Cluster nodes access cloud resources

Cloud Controller Manager Obtains VPC information through the Ali Cloud open API. This is basically equivalent to obtaining information about a VPC instance from inside an ECS in the cloud, which requires the ECS to have sufficient permissions. The current practice is to grant the RAM role to the ECS server and authorize the corresponding ROLE to the corresponding RAM role binding.

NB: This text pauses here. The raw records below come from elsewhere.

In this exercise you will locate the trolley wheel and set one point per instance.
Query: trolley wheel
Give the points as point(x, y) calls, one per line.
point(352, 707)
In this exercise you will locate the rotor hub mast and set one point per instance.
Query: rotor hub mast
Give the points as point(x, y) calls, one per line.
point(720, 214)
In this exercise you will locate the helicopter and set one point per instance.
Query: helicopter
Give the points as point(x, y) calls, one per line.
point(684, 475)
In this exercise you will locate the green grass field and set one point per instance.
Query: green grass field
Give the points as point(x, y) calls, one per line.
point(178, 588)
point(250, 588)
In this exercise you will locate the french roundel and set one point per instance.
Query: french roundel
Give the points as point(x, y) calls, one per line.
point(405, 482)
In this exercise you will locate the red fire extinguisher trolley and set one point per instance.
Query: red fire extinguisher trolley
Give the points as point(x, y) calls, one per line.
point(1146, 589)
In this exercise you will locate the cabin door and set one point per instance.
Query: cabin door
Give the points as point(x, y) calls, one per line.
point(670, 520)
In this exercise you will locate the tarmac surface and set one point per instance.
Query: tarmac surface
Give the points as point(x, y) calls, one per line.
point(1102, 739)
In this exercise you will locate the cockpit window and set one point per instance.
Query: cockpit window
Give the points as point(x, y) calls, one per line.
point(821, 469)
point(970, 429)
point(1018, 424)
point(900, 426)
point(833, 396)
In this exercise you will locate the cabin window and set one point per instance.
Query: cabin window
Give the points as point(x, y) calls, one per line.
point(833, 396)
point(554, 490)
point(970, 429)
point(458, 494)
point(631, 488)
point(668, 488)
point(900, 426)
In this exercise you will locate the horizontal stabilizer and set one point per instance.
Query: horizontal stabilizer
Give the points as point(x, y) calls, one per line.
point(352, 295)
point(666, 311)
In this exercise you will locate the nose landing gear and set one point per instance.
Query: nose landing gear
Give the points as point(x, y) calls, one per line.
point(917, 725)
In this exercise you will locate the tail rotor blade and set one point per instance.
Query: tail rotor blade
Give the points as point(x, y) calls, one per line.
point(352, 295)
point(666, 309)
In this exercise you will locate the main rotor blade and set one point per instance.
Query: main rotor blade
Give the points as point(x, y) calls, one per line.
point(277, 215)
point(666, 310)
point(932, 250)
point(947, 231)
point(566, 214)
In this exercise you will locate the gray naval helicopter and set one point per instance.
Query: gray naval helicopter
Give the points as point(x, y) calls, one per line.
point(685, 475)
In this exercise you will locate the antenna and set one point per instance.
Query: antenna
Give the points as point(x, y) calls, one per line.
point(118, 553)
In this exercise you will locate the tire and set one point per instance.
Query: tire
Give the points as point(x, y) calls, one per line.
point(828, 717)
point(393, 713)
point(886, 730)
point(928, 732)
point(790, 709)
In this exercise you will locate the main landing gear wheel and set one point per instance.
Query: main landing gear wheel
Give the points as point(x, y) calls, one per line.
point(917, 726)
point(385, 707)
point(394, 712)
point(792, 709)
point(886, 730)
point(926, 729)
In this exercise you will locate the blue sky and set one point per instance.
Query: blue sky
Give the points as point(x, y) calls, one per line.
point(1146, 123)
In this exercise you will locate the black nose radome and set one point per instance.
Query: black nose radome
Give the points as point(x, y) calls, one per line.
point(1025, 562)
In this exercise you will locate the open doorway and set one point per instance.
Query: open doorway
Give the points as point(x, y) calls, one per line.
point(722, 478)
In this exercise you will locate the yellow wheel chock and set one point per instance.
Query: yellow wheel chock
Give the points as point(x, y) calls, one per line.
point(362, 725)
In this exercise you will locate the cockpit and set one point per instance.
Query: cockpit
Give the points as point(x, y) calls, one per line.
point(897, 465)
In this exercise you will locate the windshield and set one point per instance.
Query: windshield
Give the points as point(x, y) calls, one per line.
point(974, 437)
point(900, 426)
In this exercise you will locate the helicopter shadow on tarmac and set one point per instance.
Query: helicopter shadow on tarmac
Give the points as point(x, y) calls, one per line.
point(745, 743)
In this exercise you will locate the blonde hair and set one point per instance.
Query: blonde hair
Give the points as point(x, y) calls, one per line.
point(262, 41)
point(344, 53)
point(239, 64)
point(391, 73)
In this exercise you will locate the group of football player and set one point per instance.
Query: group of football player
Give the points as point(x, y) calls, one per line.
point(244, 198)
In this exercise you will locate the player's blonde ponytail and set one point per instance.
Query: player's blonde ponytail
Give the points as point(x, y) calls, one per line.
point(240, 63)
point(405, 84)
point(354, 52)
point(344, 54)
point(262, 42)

If a cluster component, as the node on which it resides, cannot obtain information about a cloud resource, there are basically two possibilities. One is that ECS is not bound to the correct RAM role; Second, RAM role authorization bound by RAM role does not define correct authorization rules. Examining the RAM role of the node and the authorization managed by the RAM role, we find that the authorization policy for the VPC has been changed.

When Effect is changed to Allow, soon all Terminating namespaces are gone.

A larger problem

Overall, this problem relates to six components of the K8s cluster, namely API Server and its extensions Metrics Server, Namespace Controller and Route Controller, And VPC routing table and RAM role authorization.

By analyzing the behavior of the first three components, we found that a cluster network problem caused the API Server to fail to connect to the Metrics Server. The root cause of the problem is that the VPC routing table is deleted and the RAM role authorization policy is changed.

Afterword.

The Namespace of the K8s cluster cannot be deleted. This problem may seem innocuous, but it is not only complex, but also represents a loss of important functionality for the cluster. This article has a comprehensive analysis of such a problem, including the investigation method and principle, hoping to have certain help for everyone to troubleshoot similar problems.

“Alibaba Cloud originators pay close attention to technical fields such as microservice, Serverless, container and Service Mesh, focus on cloud native popular technology trends and large-scale implementation of cloud native, and become the technical circle that knows most about cloud native developers.”